Contributors A-MH contributed to study conception, design, intervention training, data collection and analyses, principal manuscript drafting and editing. SMM contributed to study conception, design, data management and analyses, manuscript drafting, appraisal and editing. JF-C contributed to study conception, design, data collection and analyses, manuscript drafting, appraisal and editing. NW, CE-B, LF and KI contributed to study conception, design, and site management and provided advice on data collection, management and analysis. TPH contributed to study conception and design and intervention training. All authors contributed to manuscript appraisal, revision and editing and read and approved the final manuscript. 贡献者 A-MH 为研究构思、设计、干预培训、数据收集和分析、主要手稿起草和编辑做出了贡献。 SMM 为研究构思、设计、数据管理和分析、稿件起草、评估和编辑做出了贡献。 JF-C 为研究构思、设计、数据收集和分析、手稿起草、评估和编辑做出了贡献。 NW、CE-B、LF 和 KI 为研究构思、设计和现场管理做出了贡献,并就数据收集、管理和分析提供了建议。 TPH 为研究构思、设计以及干预培训做出了贡献。所有作者都参与了稿件评审、修改和编辑,并阅读并批准了最终稿件。
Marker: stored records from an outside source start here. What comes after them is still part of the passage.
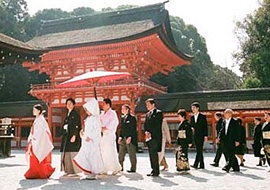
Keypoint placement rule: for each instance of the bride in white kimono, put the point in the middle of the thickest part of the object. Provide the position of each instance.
(89, 157)
(109, 153)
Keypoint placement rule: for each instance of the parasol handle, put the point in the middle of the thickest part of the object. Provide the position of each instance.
(95, 93)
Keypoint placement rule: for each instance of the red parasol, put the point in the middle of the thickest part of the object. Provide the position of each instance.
(93, 77)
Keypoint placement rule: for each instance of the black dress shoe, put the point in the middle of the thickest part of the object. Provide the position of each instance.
(152, 175)
(131, 171)
(226, 169)
(214, 164)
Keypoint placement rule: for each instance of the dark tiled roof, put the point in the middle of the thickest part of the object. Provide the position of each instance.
(83, 36)
(14, 51)
(103, 27)
(212, 100)
(11, 43)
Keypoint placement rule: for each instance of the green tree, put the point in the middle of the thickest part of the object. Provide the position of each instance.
(12, 18)
(82, 11)
(254, 37)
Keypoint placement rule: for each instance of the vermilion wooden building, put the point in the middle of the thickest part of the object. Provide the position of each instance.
(138, 41)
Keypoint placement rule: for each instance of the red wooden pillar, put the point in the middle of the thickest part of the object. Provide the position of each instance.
(50, 115)
(139, 128)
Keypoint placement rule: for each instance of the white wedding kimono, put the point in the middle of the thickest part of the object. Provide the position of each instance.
(39, 150)
(109, 153)
(89, 158)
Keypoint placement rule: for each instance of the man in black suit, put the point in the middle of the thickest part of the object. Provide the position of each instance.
(199, 124)
(230, 136)
(128, 138)
(153, 134)
(220, 145)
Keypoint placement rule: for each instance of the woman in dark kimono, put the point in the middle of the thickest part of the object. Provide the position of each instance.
(71, 141)
(241, 149)
(184, 140)
(266, 136)
(257, 143)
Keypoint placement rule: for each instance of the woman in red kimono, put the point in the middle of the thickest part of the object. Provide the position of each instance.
(39, 148)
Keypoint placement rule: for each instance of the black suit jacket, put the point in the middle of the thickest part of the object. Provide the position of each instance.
(265, 129)
(232, 135)
(219, 126)
(189, 137)
(200, 128)
(73, 121)
(153, 124)
(258, 134)
(129, 128)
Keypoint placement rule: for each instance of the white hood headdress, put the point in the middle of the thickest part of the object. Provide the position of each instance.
(92, 106)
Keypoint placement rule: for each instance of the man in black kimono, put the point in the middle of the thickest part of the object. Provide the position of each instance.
(128, 138)
(199, 124)
(153, 134)
(230, 136)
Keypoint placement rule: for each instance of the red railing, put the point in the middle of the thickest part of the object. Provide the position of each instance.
(139, 83)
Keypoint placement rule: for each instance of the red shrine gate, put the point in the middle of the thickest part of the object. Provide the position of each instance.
(142, 54)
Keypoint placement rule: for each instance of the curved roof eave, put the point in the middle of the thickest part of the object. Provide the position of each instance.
(158, 30)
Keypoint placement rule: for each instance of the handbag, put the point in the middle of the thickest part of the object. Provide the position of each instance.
(266, 134)
(182, 134)
(267, 150)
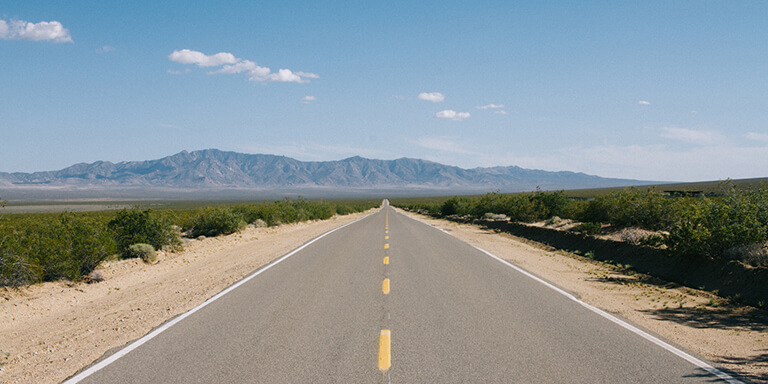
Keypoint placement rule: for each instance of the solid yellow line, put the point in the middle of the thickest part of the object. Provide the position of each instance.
(385, 351)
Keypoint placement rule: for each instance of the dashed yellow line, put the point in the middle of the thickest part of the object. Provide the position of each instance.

Funding This work was supported by the Western Australian State Health Research Advisory Council and the Department of Health, Western Australia as part of the Research Translation Projects programme. This programme was established to encourage research and translation of outcomes into healthcare policy and practice. The key aim of the projects is to demonstrate improved cost-effectiveness and/or efficiencies to WA Health while maintaining or improving patient outcomes. 资助 作为研究翻译项目计划的一部分,这项工作得到了西澳大利亚州卫生研究咨询委员会和西澳大利亚卫生部的支持。该计划的建立是为了鼓励研究并将结果转化为医疗保健政策和实践。这些项目的主要目标是展示西澳卫生局的成本效益和/或效率的提高,同时维持或改善患者的治疗效果。
Competing interests None declared. 竞争利益 未声明。
Ethics approval Ethical approval was obtained from The University of Notre Dame Australia HREC and Sir Charles Gairdner Hospital (North Metropolitan Health Service Department Health WA) HREC. 道德批准 道德批准获得了澳大利亚圣母大学 HREC 和 Charles Gairdner 爵士医院(西澳北大都会卫生服务部卫生局)HREC。
Provenance and peer review Not commissioned; externally peer reviewed. 出处和同行评审 未委托;外部同行评审。
Data sharing statement No additional data are available. 数据共享声明 无其他可用数据。